Rembrandt fut aussi un portraitiste très prisé et un artiste qui explora avec inventivité le genre de l’autoportrait. Rappelons comment en Occident, depuis au moins la Renaissance, ces autoportraits ont été le signe que les artistes s’étaient élevés socialement. Citons ceux d’Albert Dürer, de Sandro Botticelli, de Sofonisba Anguissola… L’époque baroque fut tout aussi friande du genre avec les autoreprésentations de Rembrandt van Rijn, Diego Vélasquez, Artemisia Gentileschi… Mais méfions-nous d’une lecture réductrice de l’autoportrait. Ils ne furent pas l’incarnation d’un désir de réalisme, mais plutôt la projection d’une idée de l’artiste et de l’individu. Le texte de présentation parle avec raison de ces autoportraits comme de représentations dignes d’« un acteur de théâtre ». Pas si loin de ce qu’on nomme de nos jours, avec grand mépris, des égoportraits.

Rembrandt exécuta au moins 68 autoportraits picturaux et 26 autoportraits à l’eau-forte.
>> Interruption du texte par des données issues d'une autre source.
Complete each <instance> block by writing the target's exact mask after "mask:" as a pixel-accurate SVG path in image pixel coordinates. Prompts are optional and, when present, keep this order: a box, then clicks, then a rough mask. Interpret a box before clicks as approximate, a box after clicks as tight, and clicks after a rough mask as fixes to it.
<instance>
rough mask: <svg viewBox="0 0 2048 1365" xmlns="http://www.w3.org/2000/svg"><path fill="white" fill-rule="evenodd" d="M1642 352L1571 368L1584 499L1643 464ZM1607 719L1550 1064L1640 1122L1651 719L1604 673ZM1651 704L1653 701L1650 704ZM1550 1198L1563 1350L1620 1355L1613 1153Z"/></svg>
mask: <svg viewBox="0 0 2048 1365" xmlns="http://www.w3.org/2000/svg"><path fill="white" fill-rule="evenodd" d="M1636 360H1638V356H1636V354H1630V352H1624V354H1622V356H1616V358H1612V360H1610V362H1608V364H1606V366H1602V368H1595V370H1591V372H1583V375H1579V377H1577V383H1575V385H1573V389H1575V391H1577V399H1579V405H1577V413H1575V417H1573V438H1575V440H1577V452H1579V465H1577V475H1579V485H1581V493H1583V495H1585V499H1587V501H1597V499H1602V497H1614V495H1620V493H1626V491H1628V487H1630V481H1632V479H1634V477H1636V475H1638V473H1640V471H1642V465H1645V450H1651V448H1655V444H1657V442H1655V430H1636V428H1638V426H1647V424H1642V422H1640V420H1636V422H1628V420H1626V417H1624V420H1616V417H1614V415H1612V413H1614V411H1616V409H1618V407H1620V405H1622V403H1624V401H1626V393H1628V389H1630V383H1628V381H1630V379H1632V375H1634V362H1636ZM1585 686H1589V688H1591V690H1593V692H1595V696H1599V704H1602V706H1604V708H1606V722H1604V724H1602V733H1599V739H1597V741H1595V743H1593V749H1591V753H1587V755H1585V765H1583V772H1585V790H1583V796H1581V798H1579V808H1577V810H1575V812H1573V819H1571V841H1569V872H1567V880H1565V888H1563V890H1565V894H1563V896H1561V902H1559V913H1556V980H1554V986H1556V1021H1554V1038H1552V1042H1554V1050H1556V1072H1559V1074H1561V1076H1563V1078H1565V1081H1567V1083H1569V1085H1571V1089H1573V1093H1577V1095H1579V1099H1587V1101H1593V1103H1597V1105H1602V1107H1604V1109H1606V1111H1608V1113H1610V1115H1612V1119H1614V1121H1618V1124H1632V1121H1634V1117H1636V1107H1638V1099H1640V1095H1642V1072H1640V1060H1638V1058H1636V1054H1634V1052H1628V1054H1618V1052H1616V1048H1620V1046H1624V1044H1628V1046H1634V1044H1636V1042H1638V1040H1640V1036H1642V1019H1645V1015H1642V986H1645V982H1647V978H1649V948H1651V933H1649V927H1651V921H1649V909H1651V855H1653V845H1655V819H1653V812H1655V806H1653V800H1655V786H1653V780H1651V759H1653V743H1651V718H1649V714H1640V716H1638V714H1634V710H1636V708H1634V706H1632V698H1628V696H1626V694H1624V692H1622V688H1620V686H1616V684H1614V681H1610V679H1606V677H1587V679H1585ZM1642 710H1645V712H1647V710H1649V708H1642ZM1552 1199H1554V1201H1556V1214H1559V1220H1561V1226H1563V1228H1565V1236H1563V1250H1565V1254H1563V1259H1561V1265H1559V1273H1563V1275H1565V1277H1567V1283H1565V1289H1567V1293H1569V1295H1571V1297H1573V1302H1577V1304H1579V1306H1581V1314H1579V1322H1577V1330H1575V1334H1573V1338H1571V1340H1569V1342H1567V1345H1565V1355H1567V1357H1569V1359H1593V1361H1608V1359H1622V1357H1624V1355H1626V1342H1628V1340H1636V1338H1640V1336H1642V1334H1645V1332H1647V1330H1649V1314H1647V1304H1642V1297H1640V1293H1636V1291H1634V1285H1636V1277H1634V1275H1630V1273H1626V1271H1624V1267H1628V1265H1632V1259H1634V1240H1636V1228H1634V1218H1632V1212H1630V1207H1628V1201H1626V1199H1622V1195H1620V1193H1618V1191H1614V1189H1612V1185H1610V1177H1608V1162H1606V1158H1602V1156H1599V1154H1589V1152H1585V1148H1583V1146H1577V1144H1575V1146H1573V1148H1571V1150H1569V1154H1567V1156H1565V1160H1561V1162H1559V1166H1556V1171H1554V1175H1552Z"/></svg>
On regrettera que cette expo au MNBAQ ne nous montre que 4 autoportraits gravés.

Photo: Rik Klein Gotink Rembrandt van Rijn, «Rembrandt tenant un sabre», 1634

Le visiteur notera comment cette expo est ponctuée d’oeuvres d’artistes du Québec inspirés par Rembrandt, initiative louable étant donné le peu de présence de nos artistes dans les expos de nos musées. Malheureusement, cela est parfois un peu forcé… Une section séparée expliquant plus significativement l’influence de son art sur celui du Québec aurait certainement rendu le propos plus riche.

Nicolas Mavrikakis s’est rendu à Québec à l’invitation du Musée national des beaux-arts du Québec.

Rembrandt. Gravures du Museum Boijmans van Beuningen

Commissaires : Peter van der Coelen, conservateur des estampes et des dessins au Museum Boijmans Van Beuningen, et André Gilbert, commissaire d’expositions au MNBAQ. Au Musée national des beaux-arts du Québec, jusqu’au 2 septembre.